Belki de dünyadaki en ünlü kısaltma olan SOS'u neredeyse herkes duymuştur. yılında geliştirildi 1905 Almanya Birkaç yıl boyunca ülkeler, tehlike altındaki gemilerin dünyanın herhangi bir yerinde dil engelini aşacak ortak ve etkili bir yardım sinyali verme yöntemine ihtiyaç duyduğunu fark ettikten sonra. SOS, Mors alfabesi için tasarlandı ve bu harflerin seçilmesinin nedeni basitlik ve netlikti. Kodda “S” harfi, telgraf makinesine hızlıca basılarak uygulanan, arka arkaya üç noktayla temsil ediliyor. "O", daha uzun dokunuşlar olan üç çizgiyle temsil edilir.

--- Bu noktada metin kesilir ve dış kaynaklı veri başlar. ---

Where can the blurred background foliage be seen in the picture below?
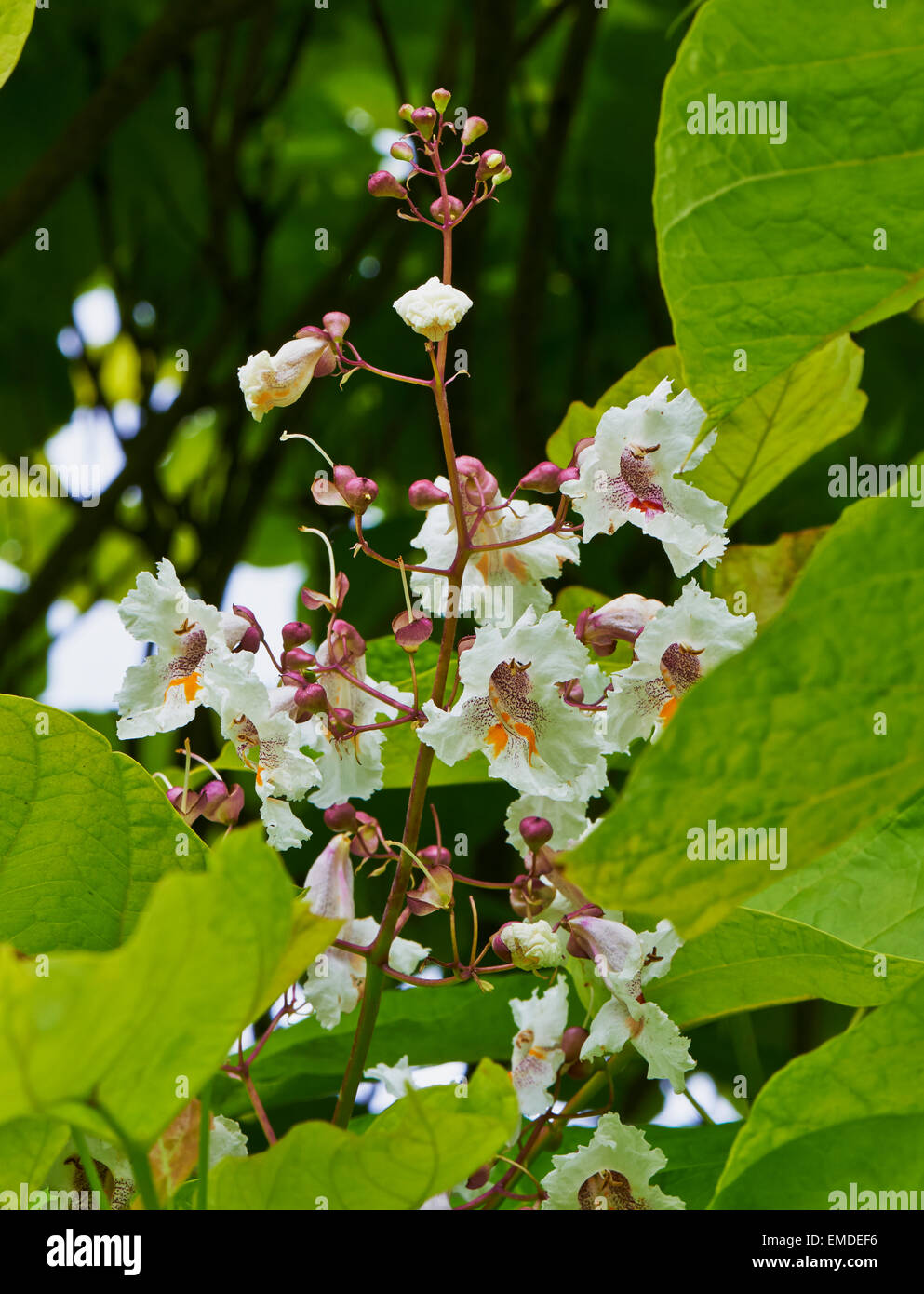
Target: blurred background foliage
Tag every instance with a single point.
(198, 246)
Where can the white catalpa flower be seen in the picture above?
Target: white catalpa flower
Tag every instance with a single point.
(271, 381)
(567, 818)
(396, 1079)
(334, 981)
(191, 637)
(434, 308)
(513, 712)
(330, 882)
(500, 584)
(628, 473)
(268, 740)
(537, 1047)
(677, 647)
(532, 945)
(625, 962)
(351, 767)
(612, 1173)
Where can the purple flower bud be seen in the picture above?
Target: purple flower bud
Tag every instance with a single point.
(490, 162)
(435, 856)
(382, 184)
(437, 209)
(341, 818)
(367, 839)
(536, 832)
(410, 630)
(297, 660)
(347, 642)
(335, 324)
(424, 120)
(477, 484)
(250, 640)
(543, 478)
(310, 699)
(434, 892)
(192, 809)
(295, 634)
(358, 492)
(221, 803)
(423, 496)
(473, 129)
(620, 620)
(572, 1041)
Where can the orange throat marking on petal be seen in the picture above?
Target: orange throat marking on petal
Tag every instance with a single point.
(668, 710)
(189, 683)
(497, 736)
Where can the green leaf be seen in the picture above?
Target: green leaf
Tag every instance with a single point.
(16, 22)
(582, 420)
(868, 892)
(421, 1145)
(431, 1026)
(755, 959)
(850, 1111)
(27, 1151)
(85, 833)
(782, 735)
(695, 1158)
(204, 962)
(781, 426)
(764, 573)
(769, 248)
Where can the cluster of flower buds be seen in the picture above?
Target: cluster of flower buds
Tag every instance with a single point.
(214, 802)
(424, 139)
(435, 892)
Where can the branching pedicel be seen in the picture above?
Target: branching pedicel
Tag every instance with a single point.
(524, 693)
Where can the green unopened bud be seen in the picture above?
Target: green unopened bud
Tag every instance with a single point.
(424, 120)
(490, 162)
(473, 129)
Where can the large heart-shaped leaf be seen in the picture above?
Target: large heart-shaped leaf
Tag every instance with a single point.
(85, 833)
(850, 1112)
(774, 249)
(785, 735)
(422, 1145)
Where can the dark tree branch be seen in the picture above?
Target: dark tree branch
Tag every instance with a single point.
(539, 226)
(127, 86)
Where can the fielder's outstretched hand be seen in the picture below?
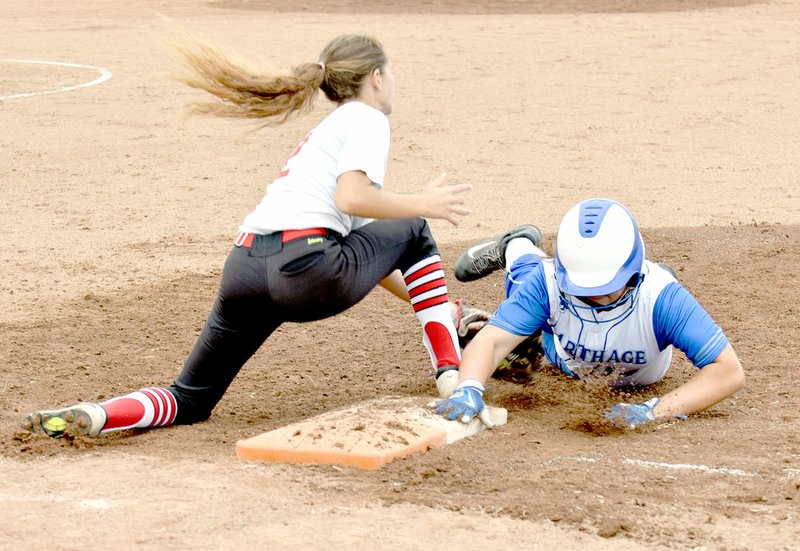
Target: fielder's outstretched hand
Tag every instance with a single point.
(465, 403)
(632, 415)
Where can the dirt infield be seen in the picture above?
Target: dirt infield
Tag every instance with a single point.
(116, 220)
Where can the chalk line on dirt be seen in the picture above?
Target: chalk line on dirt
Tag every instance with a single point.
(105, 75)
(661, 465)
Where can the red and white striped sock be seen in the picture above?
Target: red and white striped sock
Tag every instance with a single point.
(428, 292)
(145, 408)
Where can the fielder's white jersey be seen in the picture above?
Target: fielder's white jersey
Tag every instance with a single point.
(630, 344)
(354, 136)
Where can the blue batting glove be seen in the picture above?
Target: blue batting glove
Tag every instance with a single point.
(632, 415)
(465, 403)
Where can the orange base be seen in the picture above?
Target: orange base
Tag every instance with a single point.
(365, 436)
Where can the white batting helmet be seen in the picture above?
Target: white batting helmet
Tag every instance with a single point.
(599, 249)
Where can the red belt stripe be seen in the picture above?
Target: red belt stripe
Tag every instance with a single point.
(245, 239)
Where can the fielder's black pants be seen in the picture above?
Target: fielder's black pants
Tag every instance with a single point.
(302, 280)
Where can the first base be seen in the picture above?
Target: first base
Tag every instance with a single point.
(366, 436)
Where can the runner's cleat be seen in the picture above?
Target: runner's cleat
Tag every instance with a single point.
(485, 257)
(468, 321)
(84, 419)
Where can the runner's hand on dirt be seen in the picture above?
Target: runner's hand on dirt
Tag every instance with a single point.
(444, 202)
(465, 403)
(632, 415)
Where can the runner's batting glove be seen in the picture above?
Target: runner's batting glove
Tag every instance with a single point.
(465, 403)
(632, 415)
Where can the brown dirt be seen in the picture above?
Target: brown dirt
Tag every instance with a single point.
(116, 220)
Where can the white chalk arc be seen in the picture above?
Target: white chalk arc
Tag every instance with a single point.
(105, 74)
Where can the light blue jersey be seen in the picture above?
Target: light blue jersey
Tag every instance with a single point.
(630, 344)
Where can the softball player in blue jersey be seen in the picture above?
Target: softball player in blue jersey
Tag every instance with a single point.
(324, 235)
(603, 309)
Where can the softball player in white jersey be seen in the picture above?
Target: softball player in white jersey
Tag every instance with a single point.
(325, 234)
(603, 311)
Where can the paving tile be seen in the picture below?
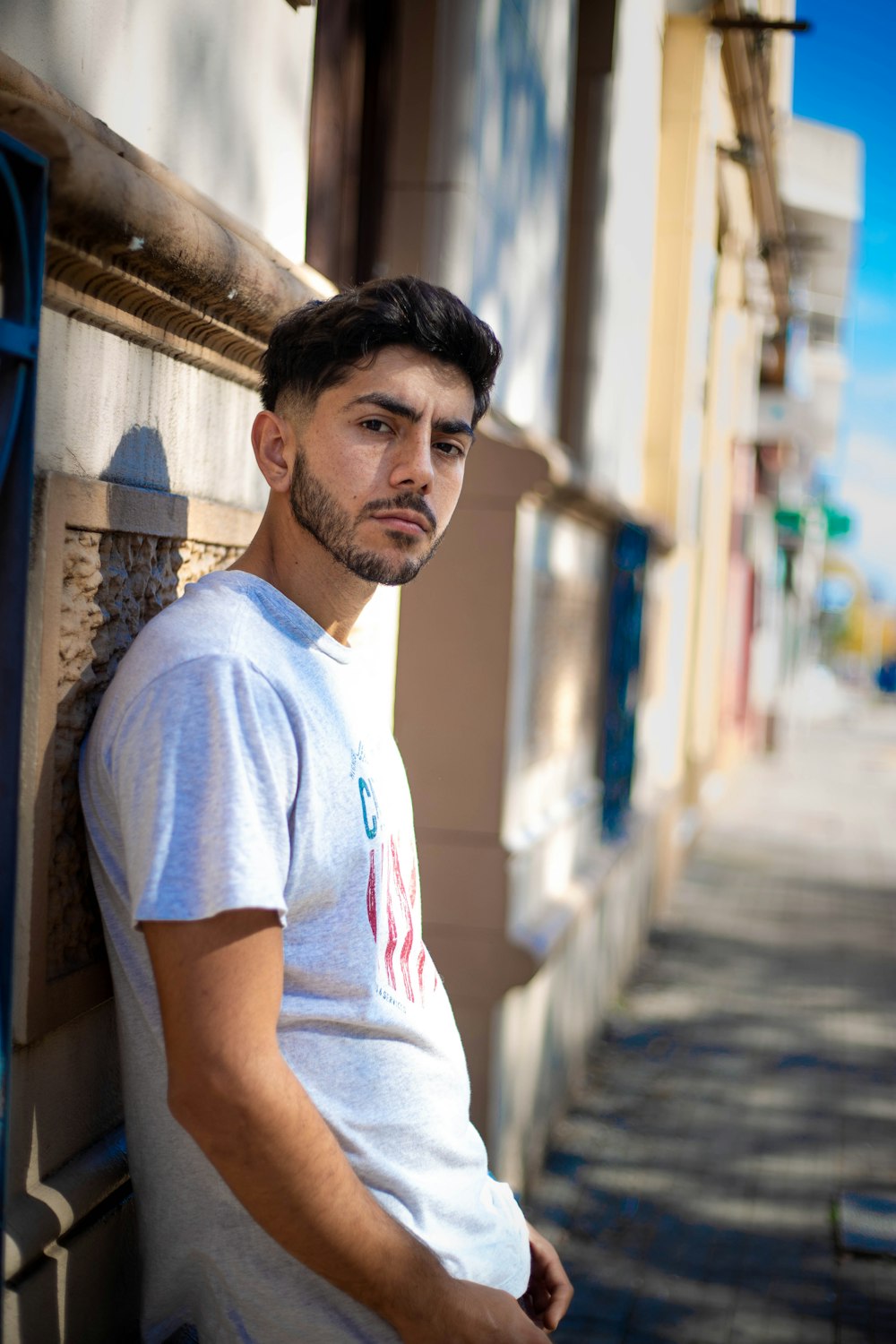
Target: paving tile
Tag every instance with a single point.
(748, 1077)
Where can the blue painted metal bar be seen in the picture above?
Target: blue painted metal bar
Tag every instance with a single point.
(627, 572)
(23, 218)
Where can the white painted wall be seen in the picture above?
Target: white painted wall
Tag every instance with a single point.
(500, 155)
(218, 90)
(110, 409)
(619, 335)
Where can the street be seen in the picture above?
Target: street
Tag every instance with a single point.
(747, 1078)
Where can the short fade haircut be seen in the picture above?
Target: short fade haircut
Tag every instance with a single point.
(316, 346)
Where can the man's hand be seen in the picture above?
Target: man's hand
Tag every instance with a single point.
(220, 983)
(470, 1314)
(549, 1290)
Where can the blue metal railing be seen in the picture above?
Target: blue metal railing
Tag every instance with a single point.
(627, 573)
(23, 215)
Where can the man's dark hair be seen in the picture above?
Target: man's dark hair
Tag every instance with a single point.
(316, 346)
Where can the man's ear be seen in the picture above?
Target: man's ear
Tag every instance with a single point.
(274, 446)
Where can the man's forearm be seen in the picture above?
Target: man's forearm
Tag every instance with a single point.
(280, 1158)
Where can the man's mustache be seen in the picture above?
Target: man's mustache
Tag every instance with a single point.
(416, 503)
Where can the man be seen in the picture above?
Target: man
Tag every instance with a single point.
(297, 1099)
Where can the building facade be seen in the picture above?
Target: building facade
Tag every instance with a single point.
(597, 179)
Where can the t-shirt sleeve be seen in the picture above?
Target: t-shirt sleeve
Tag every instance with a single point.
(204, 771)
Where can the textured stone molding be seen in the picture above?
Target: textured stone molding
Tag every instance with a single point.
(139, 252)
(112, 558)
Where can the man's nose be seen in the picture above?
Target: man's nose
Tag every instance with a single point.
(413, 462)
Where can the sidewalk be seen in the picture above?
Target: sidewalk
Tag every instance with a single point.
(750, 1074)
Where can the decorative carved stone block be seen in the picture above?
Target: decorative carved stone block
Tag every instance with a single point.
(112, 558)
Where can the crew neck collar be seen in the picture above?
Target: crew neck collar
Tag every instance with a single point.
(290, 617)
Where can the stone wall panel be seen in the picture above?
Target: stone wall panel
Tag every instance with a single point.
(112, 556)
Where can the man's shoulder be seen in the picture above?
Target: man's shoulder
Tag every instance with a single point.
(206, 634)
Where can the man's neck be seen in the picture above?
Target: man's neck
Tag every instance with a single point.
(292, 561)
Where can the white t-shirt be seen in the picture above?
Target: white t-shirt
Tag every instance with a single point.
(233, 763)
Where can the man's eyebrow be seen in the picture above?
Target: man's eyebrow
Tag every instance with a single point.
(405, 411)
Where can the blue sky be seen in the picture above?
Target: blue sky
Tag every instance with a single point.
(844, 74)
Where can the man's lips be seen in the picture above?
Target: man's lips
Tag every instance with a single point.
(403, 521)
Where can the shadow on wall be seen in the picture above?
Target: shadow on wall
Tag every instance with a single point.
(140, 460)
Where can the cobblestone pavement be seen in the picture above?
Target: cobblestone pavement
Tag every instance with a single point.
(748, 1077)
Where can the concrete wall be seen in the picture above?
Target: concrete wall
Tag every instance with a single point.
(621, 304)
(497, 177)
(218, 90)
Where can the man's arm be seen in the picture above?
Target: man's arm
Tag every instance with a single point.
(220, 986)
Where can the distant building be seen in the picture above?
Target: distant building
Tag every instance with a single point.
(573, 674)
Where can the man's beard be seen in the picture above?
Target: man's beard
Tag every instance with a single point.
(316, 511)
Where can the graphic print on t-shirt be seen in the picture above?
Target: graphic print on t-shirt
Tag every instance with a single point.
(392, 913)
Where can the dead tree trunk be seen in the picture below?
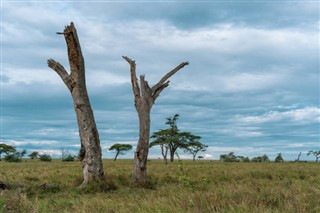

SOS önerildiğinde mektuplar dikkate bile alınmıyordu. Sadece nokta, nokta nokta, çizgi, çizgi, çizgi, nokta nokta noktaydı. Anlaşılması kolaydı ve başka bir şeyle karıştırılması pek mümkün değildi.

Çünkü bugün insanlar bunu duyup basılı olarak gördüklerinde bunun bir kelime olmadığını kolaylıkla anlıyorlar. Bu, bunun ne anlama gelmesi gerektiği konusunda spekülasyonlara yol açtı ve genellikle yanıt olarak "gemimizi kurtarmak" ifadesi gösterildi. ama, bu asla amaçlanmamıştı Herhangi bir anlam taşıması için, "gemimizi kurtarın" veya "ruhlarımızı kurtarın" veya diğer olası anlamlar, olaydan çok sonra uygulanan yanlış geri adlardır.

1. Atmosfer fenomenine STEVE adı verildi

Hiç kuzey ışıklarını ve atmosferi delen mor ışık yayını görecek kadar kuzeye gittiniz mi? Cevabınız evet ise, o zaman STEVE'i gördünüz. STEVE, Güçlü Termal Emisyon Hızı Arttırma anlamına gelir ve animasyon filmi aracılığıyla bunu öneren fotoğrafçı Chris Ratzlaff tarafından nadir görülen atmosferik fenomene verilen addır. Çit üzerinde .

STEVE onlarca yıldır fotoğraflanıyordu ama kimse ne olduğunu bilmiyordu. Önerildi denilen bir şey proton arkı ama uymadı. STEVE bu amaca uyuyor çünkü filmde karakterler bu kelimeyi "bilinmeyen bir şey" anlamında kullanıyor. Bir backronym geliştirildi ve günümüze kadar geldi.